= Octavius Mamilius =

Prince and dictator of the Latin city of Tusculum (died 498/496 BC)

Octavius Mamilius (Note: His praenomen may have actually been Octavus.) (died 498/496 BC) was princeps ("leader, prince") of Tusculum, an ancient city of Latium. He was the son-in-law of Lucius Tarquinius Superbus, the seventh and last king of Rome. According to tradition, the gens Mamilia was descended from Mamilia, reputedly a granddaughter of Ulysses (Odysseus) and Circe. Titus Livius described Octavius as head of one of the most distinguished families of Latium, and thus an important ally of Tarquinius.

==Efforts to restore Tarquinius==
Following the overthrow of his father-in-law in 509 BC, Mamilius was associated with various efforts to restore Tarquinius to the throne. After the war between Clusium and Rome failed to win back the throne for Tarquinius, he sought refuge with Mamilius in Tusculum. With all hope of further aid from the Etruscans ended, Mamilius turned to the cities and towns of Latium, comprising some thirty communities. Some towns formerly allied with Rome were receptive to his overtures, while others dissented and joined the Roman cause.

==Battle of Lake Regillus==

In 498/496 BC, Mamilius, now Dictator (a military title) of Tusculum, marched for Rome at the head of a Latin army. They encountered a Roman expeditionary force near Lake Regillus, not far from Tusculum. The Romans were led by the Dictator, Aulus Postumius Albus, and his Magister Equitum, Titus Aebutius Elva.

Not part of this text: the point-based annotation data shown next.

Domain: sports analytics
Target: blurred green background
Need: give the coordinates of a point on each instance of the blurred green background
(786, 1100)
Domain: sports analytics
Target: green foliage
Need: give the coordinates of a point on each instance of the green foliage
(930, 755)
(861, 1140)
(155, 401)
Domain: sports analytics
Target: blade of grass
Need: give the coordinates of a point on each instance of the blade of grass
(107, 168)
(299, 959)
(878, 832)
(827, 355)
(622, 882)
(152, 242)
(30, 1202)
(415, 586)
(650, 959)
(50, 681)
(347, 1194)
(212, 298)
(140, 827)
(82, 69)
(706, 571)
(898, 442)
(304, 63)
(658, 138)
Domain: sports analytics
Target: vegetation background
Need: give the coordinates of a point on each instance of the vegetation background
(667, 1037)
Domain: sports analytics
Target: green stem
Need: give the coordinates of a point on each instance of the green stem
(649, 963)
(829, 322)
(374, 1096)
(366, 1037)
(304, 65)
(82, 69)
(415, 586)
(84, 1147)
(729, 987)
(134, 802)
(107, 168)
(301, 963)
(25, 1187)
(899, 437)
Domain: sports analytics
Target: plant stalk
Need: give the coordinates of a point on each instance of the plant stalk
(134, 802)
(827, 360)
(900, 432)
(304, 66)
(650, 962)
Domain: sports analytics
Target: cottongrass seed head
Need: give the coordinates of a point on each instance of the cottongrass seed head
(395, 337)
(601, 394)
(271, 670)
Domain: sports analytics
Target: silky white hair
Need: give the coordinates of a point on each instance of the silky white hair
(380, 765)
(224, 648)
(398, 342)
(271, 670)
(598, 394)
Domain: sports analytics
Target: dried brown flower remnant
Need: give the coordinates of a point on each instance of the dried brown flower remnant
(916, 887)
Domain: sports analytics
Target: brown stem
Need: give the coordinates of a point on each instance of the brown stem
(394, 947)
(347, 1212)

The fighting was especially fierce, as both the aged king Tarquinius and his last surviving son, Titus Tarquinius, were present and participated in the battle. Titus Aebutius and Octavius Mamilius, both fighting on horseback, charged one another and were seriously wounded. Mamilius was wounded in the breast and taken to the rear, while Aebutius' arm was so severely injured by his opponent's lance that he had to withdraw from the field and direct his forces at a distance.

Later in the battle, Mamilius hurried to the front with several companies of reserves, in order to relieve a company of Roman exiles under Titus Tarquinius, who had nearly been cut off by the dictator Postumius. As he did so, he was recognized by the Roman general Titus Herminius, who charged so fiercely that he killed the Latin prince with a single thrust of his spear. His triumph was short-lived, however; as Herminius stooped to claim Mamilius' armor as spoils, he was mortally wounded by a javelin. Postumius successfully rallied the Roman forces to carry the day.

==Legacy==
The defeat of Octavius Mamilius and the Latin army at the Battle of Lake Regillus ended the last serious attempt by Tarquinius to regain the throne. He died an old man at Cumae two years later (some historians placed the battle itself in 496 BC, in which year Postumius was consul). Lucius Mamilius, perhaps the grandson of Octavius, was dictator of Tusculum in 460 BC, and sent an army to assist the Romans in recovering the Capitol during a revolt. Two years later, he was granted Roman citizenship by the Senate in recognition of his assistance in a war against the Aequi and Volsci. Some members of the gens Mamilia later emigrated to Rome.